In the first two posts in this series, I described how to use Gephi to visualise various different views over a personal social network in Facebook using data pulled from a Facebook account using the Netvizz application. This was followed by a post describing how to and run some simple social network analysis statistics over the network. In this post, we’ll look at another powerful analytic tool provided by Gephi: clustering. [Note that after publishing this post, a far better way of visualising the clustered groups was suggested to me – find out more in the next post in this series.]
Clustering is a mathematical process in which different elements in a particular set are grouped together based on certain similarities between the different elements. That is, like is grouped with like. In a social network, clustering algorithms typically group together individuals who form “subnetworks” – for example, subsets of the the whole population who all know one another.
Being able to identify clusters within a social network allows you to identify “subnetworks” within that larger network. In Gephi, a graph can be clustered by running the Modularity in the Statistics panel – so here’s what I get when I run this measure over my Facebook network:
The Modularity clustering tool identifies several different clusters, (that is, groups or classes) within the network as a whole, associating each node with one of the groups.

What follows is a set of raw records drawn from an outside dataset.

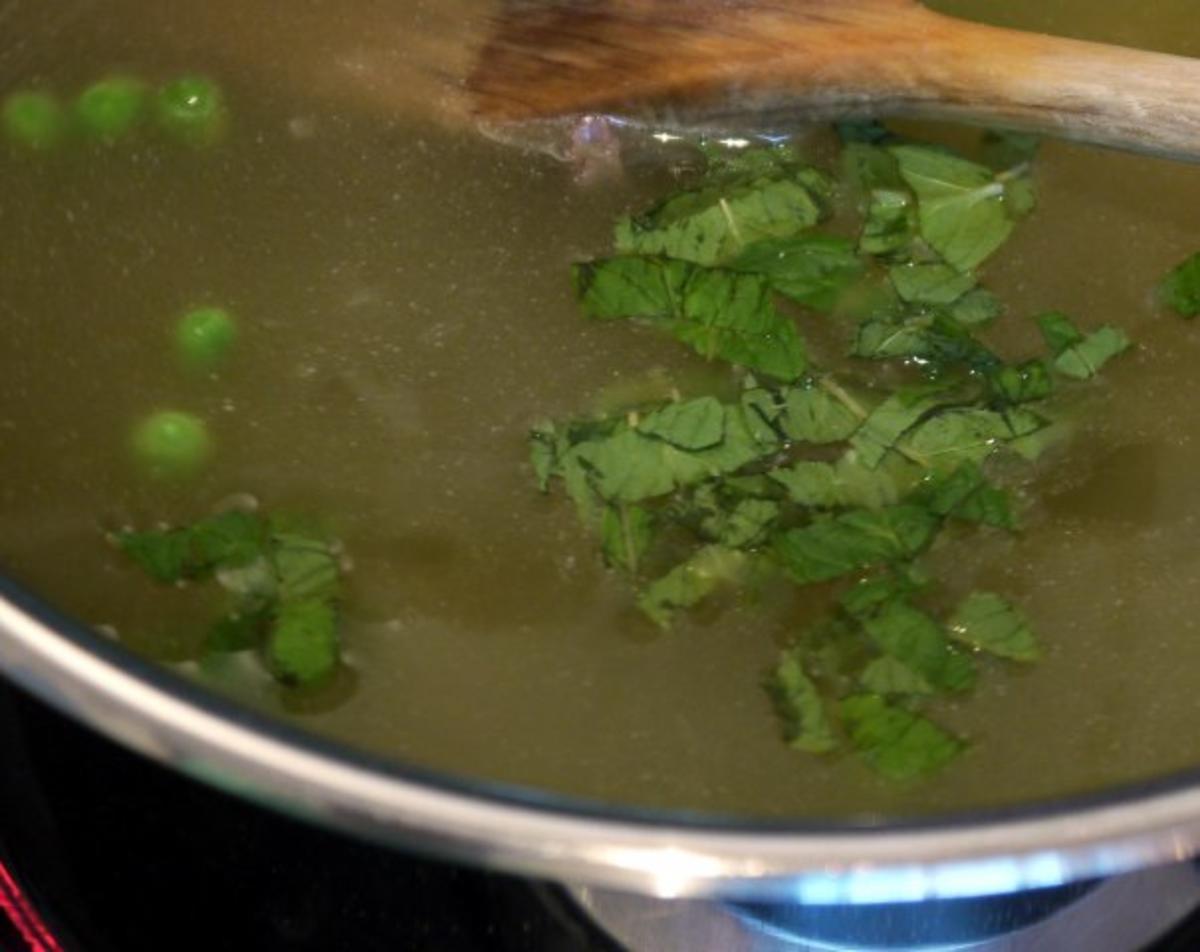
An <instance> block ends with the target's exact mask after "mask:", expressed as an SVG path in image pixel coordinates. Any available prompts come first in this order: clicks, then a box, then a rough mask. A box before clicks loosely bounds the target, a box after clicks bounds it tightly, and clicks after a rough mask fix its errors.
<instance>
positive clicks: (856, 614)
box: [838, 565, 926, 621]
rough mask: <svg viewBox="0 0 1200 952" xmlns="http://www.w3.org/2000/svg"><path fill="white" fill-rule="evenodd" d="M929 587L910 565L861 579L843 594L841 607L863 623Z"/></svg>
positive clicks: (852, 617) (843, 592)
mask: <svg viewBox="0 0 1200 952" xmlns="http://www.w3.org/2000/svg"><path fill="white" fill-rule="evenodd" d="M925 585H926V582H925V581H924V580H923V579H919V577H917V576H916V574H914V573H913V570H912V567H911V565H908V567H904V568H900V569H893V570H890V571H888V573H886V574H883V575H876V576H874V577H870V579H859V580H858V581H857V582H854V585H852V586H851V587H850V588H847V589H846V591H845V592H842V593H841V595H840V598H839V599H838V603H839V604H840V605H841V607H842V609H844V610H845V611H846V612H847V613H848V615H850V616H851V617H852V618H857V619H859V621H862V619H863V618H866V617H869V616H871V615H875V613H876V612H877V611H878V610H880V609H882V607H883V606H884V605H886V604H887V603H889V601H893V600H895V599H906V598H910V597H911V595H914V594H917V593H918V592H920V589H922V588H924V587H925Z"/></svg>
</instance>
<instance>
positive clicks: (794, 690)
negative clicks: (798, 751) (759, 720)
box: [767, 649, 839, 754]
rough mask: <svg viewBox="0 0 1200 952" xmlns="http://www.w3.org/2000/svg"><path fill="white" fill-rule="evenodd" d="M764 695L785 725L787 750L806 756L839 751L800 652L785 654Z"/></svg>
mask: <svg viewBox="0 0 1200 952" xmlns="http://www.w3.org/2000/svg"><path fill="white" fill-rule="evenodd" d="M767 691H768V694H770V697H772V700H773V701H774V703H775V711H776V712H778V713H779V717H780V719H781V720H782V722H784V737H785V738H786V741H787V743H788V746H790V747H792V748H793V749H796V750H804V752H806V753H809V754H828V753H829V752H830V750H836V749H838V746H839V744H838V736H836V735H835V734H834V731H833V725H832V724H830V722H829V716H828V713H827V712H826V706H824V701H822V699H821V693H820V691H818V690H817V687H816V684H814V683H812V679H811V678H810V677H809V676H808V673H806V672H805V670H804V664H803V661H802V659H800V652H799V651H797V649H791V651H785V652H784V653H782V655H781V657H780V659H779V665H778V666H776V667H775V670H774V671H773V672H772V675H770V677H769V678H768V679H767Z"/></svg>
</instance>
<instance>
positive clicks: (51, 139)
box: [0, 90, 66, 150]
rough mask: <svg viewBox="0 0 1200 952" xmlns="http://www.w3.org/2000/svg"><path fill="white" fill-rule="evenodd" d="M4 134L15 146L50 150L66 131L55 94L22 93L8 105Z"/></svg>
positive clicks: (6, 99)
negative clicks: (17, 145) (18, 145)
mask: <svg viewBox="0 0 1200 952" xmlns="http://www.w3.org/2000/svg"><path fill="white" fill-rule="evenodd" d="M0 118H2V121H4V131H5V134H6V136H7V137H8V139H10V140H11V142H14V143H17V144H19V145H24V146H25V148H28V149H37V150H42V149H49V148H50V146H52V145H55V144H56V143H58V142H59V140H60V139H61V138H62V132H64V131H65V128H66V121H65V116H64V109H62V106H61V104H60V103H59V101H58V98H56V97H55V96H54V94H53V92H43V91H40V90H22V91H19V92H13V94H12V95H10V96H8V98H6V100H5V102H4V113H2V116H0Z"/></svg>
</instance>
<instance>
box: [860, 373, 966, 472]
mask: <svg viewBox="0 0 1200 952" xmlns="http://www.w3.org/2000/svg"><path fill="white" fill-rule="evenodd" d="M942 399H943V397H942V394H941V391H940V390H932V391H930V390H929V389H928V388H917V389H912V390H898V391H896V393H895V394H893V395H892V396H889V397H888V399H887V400H884V401H883V402H882V403H880V406H877V407H876V408H875V409H874V411H871V415H870V417H868V418H866V420H864V421H863V425H862V426H860V427H859V429H858V430H857V431H856V433H854V436H853V437H852V438H851V441H850V444H851V445H852V447H853V448H854V450H856V451H857V453H858V457H859V460H862V461H863V463H864V465H866V466H870V467H876V466H878V465H880V462H881V461H882V460H883V457H884V455H886V454H887V451H888V450H889V449H892V447H894V445H895V444H896V441H899V439H900V437H902V436H904V435H905V433H906V432H908V430H911V429H912V427H914V426H916V425H917V424H918V423H919V421H920V420H922V419H923V418H924V417H925V415H928V414H929V413H932V412H934V411H935V409H937V407H938V406H941V402H942Z"/></svg>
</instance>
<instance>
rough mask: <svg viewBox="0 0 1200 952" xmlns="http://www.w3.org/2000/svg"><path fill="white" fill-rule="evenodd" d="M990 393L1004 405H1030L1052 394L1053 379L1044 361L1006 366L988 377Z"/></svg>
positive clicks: (1043, 398) (1044, 361) (1024, 362)
mask: <svg viewBox="0 0 1200 952" xmlns="http://www.w3.org/2000/svg"><path fill="white" fill-rule="evenodd" d="M988 382H989V384H990V385H991V389H992V393H994V394H995V395H996V396H997V397H998V399H1000V400H1002V401H1003V402H1006V403H1014V405H1015V403H1030V402H1032V401H1034V400H1045V399H1046V397H1048V396H1050V394H1052V393H1054V378H1052V377H1051V376H1050V371H1049V370H1048V369H1046V365H1045V361H1044V360H1037V359H1033V360H1026V361H1024V363H1021V364H1008V365H1006V366H1003V367H1001V369H1000V370H997V371H996V372H995V373H994V375H991V377H989V381H988Z"/></svg>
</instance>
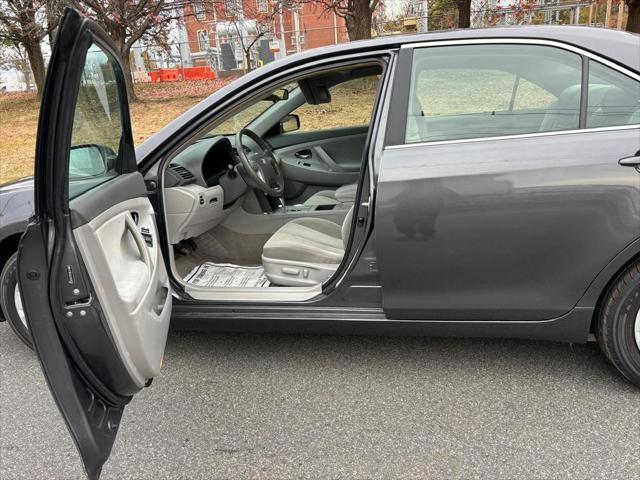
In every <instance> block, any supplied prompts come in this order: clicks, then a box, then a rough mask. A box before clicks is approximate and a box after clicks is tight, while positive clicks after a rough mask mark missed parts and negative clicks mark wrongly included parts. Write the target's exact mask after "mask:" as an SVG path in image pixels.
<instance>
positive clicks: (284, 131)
mask: <svg viewBox="0 0 640 480" xmlns="http://www.w3.org/2000/svg"><path fill="white" fill-rule="evenodd" d="M296 130H300V117H299V116H298V115H295V114H289V115H287V116H286V117H284V118H283V119H282V120H280V133H289V132H295V131H296Z"/></svg>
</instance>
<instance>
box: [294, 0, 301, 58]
mask: <svg viewBox="0 0 640 480" xmlns="http://www.w3.org/2000/svg"><path fill="white" fill-rule="evenodd" d="M298 9H299V7H298V6H297V5H296V6H295V7H293V9H292V13H293V30H294V38H295V39H296V52H301V51H302V48H301V47H300V16H299V13H298Z"/></svg>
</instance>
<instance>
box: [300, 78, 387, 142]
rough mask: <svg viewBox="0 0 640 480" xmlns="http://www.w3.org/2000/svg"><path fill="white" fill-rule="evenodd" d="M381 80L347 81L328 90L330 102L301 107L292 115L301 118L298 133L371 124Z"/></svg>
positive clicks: (352, 80)
mask: <svg viewBox="0 0 640 480" xmlns="http://www.w3.org/2000/svg"><path fill="white" fill-rule="evenodd" d="M379 80H380V78H379V75H372V76H369V77H364V78H355V79H353V80H348V81H346V82H343V83H340V84H338V85H335V86H333V87H331V88H330V89H329V92H330V93H331V102H329V103H322V104H319V105H309V104H305V105H302V106H300V107H298V108H297V109H296V110H294V111H293V112H292V113H293V114H295V115H298V117H299V118H300V130H299V131H307V132H309V131H319V130H328V129H331V128H342V127H357V126H363V125H369V122H370V121H371V113H372V112H373V106H374V104H375V100H376V94H377V92H378V83H379Z"/></svg>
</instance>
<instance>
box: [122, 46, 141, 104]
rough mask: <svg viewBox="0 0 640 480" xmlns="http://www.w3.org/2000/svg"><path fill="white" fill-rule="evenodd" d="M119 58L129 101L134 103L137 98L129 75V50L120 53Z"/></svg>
mask: <svg viewBox="0 0 640 480" xmlns="http://www.w3.org/2000/svg"><path fill="white" fill-rule="evenodd" d="M120 56H121V57H122V67H123V69H124V71H123V72H122V73H124V80H125V82H126V84H127V93H128V94H129V101H130V102H135V101H137V100H138V96H137V95H136V91H135V90H134V88H133V75H131V49H130V48H125V49H124V51H122V52H120Z"/></svg>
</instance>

One you have run the tool, you can view the cluster each node has been associated with by using the Modularity Class Ranking parameter; I find that the colour mapping is the most effective:
You can inspect the size of the various classes in a crude fashion via the Filter panel: select the Modularity Class option from the Partition folder in the filter Library and drag the filter to the query window. If you click on the Partition column element, you will be presented with a window showing each pf the partition classes:
If you now filter on one of the partition classes, and switch on the node names, you can see which nodes have been clustered together. Looking separately at two of the largest clusters in my Facebook network, I can see two OU clusters:
and a North America/Canada dominated ed-tech cluster (which also includes some BBC folk via Bill Thompson…):
(Note that it is possible to highlight/filter on more than one cluster within a single filter (on a Mac, fn-click allows you to select multiple individual clusters).
The Modularity statistic thus provides us with a powerful tool for identifying subgroupings within a social network. So why not try it using your own data – are the clusters that are identified meaningful to you?